Antypiracka firma działała nielegalnie
Szpiegowanie użytkowników sieci P2P przez firmę Logistep jest działalnością niezgodną z prawem - orzekła włoska organizacja odpowiedzialna za ochronę prywatności. Firma, która w przeszłości sprzedawała posiadaczom praw autorskich informacje o internautach pobierających pliki, musi teraz ograniczyć swoją działalność.
Według serwisu "TorrentFreak" z powodu działalności firmy mogły już ucierpieć tysiące internautów m. in. w Wielkiej Brytanii, Włoszech i Niemczech. Legalność działania firmy została postawiona pod znakiem zapytania gdy przedstawiciele Unii Europejskiej oświadczyli, że adresy IP powinny być traktowane jak dane osobowe. Wynika z tego że firma Logistep zbierała dane osobowe i przetwarzała je w sposób prawnie niedozwolony.
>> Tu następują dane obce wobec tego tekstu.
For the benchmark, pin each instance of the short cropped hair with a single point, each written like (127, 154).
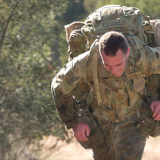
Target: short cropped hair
(111, 42)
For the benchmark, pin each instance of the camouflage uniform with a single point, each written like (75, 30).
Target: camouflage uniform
(114, 120)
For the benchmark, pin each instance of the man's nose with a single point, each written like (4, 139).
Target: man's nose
(113, 70)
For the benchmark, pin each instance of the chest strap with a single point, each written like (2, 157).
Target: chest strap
(96, 84)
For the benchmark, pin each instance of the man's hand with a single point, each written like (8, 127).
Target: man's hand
(81, 131)
(155, 107)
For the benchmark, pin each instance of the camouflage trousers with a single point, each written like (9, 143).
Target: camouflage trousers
(116, 141)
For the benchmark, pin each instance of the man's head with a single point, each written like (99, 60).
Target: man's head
(114, 51)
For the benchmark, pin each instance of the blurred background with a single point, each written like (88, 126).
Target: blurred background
(33, 48)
W styczniu br. szwajcarski Komisarz ds Ochrony Danych i Informacji (EDÖB) zażądał od firmy zaprzestania działalności w Szwajcarii. Zdaniem Komisarza firma nie powinna zbierać danych osobowych tym bardziej, gdy dotyczy to osób, co do których nie jest pewne czy popełniły przestępstwo.
Teraz włoska organizacja - Garante della Privacy - rówież potwierdziła, że Logistep działa nielegalnie. Według organizacji niedozwolone jest zbieranie informacji o użytkownikach P2P którzy nie wyrazili na to zgody i nawet nie byli o tę zgodę pytani. Organizacja wskazała również, że oprogramowanie P2P nie powinno służyć do szpiegowania użytkowników, ale jedynie do wymiany plików.
Szwacjarska firma ma skasować dane dotyczące włoskich itnernautów zebrane przed 31 marca 2008r. Z pewnością ucieszy to użytkowników P2P tym bardziej, że od niektórych z nich posiadacze praw autorskich żądali już pieniędzy (nawet 400 Euro za udostępnienie jednej piosenki, jak podaje TorrentFreak). Należy się spodziewać, że niebawem podobne akcje podejmą Urzędy zajmujące się ochroną danych osobowych w innych krajach. Niewykluczone też, że osoby które ucierpiały w wyniku działalności Logistep zaczną dochodzić swoich praw w sądzie.